Skip to content
Shiny.Maui.Shell v6 support for AI routing tools Learn More

Custom Provider

Shiny Speech uses a pluggable cloud provider architecture. You can implement your own STT and/or TTS providers by implementing the ISpeechToTextProvider and ITextToSpeechProvider interfaces from Shiny.Speech.Cloud.

Cloud providers replace the platform-native ISpeechToTextService / ITextToSpeechService registrations while still relying on platform-native audio capture (IAudioSource) and playback (IAudioPlayer).

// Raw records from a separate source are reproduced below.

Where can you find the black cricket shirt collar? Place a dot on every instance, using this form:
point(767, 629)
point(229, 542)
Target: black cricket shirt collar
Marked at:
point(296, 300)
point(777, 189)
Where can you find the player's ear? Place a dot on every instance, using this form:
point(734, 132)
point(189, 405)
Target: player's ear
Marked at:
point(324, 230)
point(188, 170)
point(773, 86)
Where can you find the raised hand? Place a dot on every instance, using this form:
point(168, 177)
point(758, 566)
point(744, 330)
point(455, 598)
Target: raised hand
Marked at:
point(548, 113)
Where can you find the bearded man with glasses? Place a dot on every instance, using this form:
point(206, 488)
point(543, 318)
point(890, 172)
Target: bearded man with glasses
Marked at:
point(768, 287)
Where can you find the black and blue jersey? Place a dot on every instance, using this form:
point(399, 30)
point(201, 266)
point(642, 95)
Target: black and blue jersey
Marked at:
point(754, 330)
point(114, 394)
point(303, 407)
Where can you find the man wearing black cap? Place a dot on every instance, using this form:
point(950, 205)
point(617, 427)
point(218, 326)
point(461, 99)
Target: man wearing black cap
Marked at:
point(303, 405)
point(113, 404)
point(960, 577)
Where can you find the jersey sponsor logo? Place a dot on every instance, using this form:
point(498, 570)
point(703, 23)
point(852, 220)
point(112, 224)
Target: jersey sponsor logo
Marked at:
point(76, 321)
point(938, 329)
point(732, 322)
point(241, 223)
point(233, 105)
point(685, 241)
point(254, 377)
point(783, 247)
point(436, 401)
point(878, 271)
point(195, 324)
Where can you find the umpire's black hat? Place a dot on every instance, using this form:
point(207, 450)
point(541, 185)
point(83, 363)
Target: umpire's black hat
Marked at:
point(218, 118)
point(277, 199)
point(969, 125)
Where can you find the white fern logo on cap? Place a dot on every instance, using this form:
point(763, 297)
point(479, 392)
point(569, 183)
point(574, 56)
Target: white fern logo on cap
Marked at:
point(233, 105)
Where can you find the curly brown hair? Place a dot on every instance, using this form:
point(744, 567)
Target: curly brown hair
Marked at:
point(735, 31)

Implement ISpeechToTextProvider to receive raw PCM audio (16kHz, 16-bit, mono) and yield recognition results:

using Shiny.Speech;
using Shiny.Speech.Cloud;
public class MyCloudSttProvider : ISpeechToTextProvider
{
public async IAsyncEnumerable<SpeechRecognitionResult> RecognizeAsync(
Stream audioStream,
SpeechRecognitionOptions? options = null,
[EnumeratorCancellation] CancellationToken cancellationToken = default)
{
// Read PCM audio from audioStream
// Send to your cloud API
// Yield results as they arrive
yield return new SpeechRecognitionResult(
"recognized text",
IsFinal: true,
Confidence: 0.95f
);
}
}

Register with DI:

builder.Services.AddAudioSource(); // Platform-native microphone capture (required)
builder.Services.AddCloudSpeechToText<MyCloudSttProvider>();

Implement ITextToSpeechProvider to synthesize text into an audio stream:

using Shiny.Speech;
using Shiny.Speech.Cloud;
public class MyCloudTtsProvider : ITextToSpeechProvider
{
public async Task<IReadOnlyList<VoiceInfo>> GetVoicesAsync(
CultureInfo? culture = null,
CancellationToken cancellationToken = default)
{
// Return available voices from your cloud provider
return new[]
{
new VoiceInfo("voice-1", "Default Voice", CultureInfo.GetCultureInfo("en-US"))
};
}
public async Task<Stream> SynthesizeAsync(
string text,
TextToSpeechOptions? options = null,
CancellationToken cancellationToken = default)
{
// Send text to your cloud API
// Return the audio stream (MP3 format)
return audioStream;
}
}

Register with DI:

builder.Services.AddAudioPlayer(); // Platform-native audio playback (required)
builder.Services.AddCloudTextToSpeech<MyCloudTtsProvider>();
public interface ISpeechToTextProvider
{
IAsyncEnumerable<SpeechRecognitionResult> RecognizeAsync(
Stream audioStream,
SpeechRecognitionOptions? options = null,
CancellationToken cancellationToken = default
);
}
public interface ITextToSpeechProvider
{
Task<IReadOnlyList<VoiceInfo>> GetVoicesAsync(
CultureInfo? culture = null,
CancellationToken cancellationToken = default
);
Task<Stream> SynthesizeAsync(
string text,
TextToSpeechOptions? options = null,
CancellationToken cancellationToken = default
);
}

When you register a cloud provider, Shiny Speech creates a bridge class (CloudSpeechToText or CloudTextToSpeech) that:

  1. Captures audio from IAudioSource (for STT) or receives synthesized audio (for TTS)
  2. Delegates recognition/synthesis to your provider implementation
  3. Exposes the standard ISpeechToTextService / ITextToSpeechService interface

This means your app code doesn’t change — you can swap between platform-native, Azure, ElevenLabs, or your own provider by changing only the DI registration.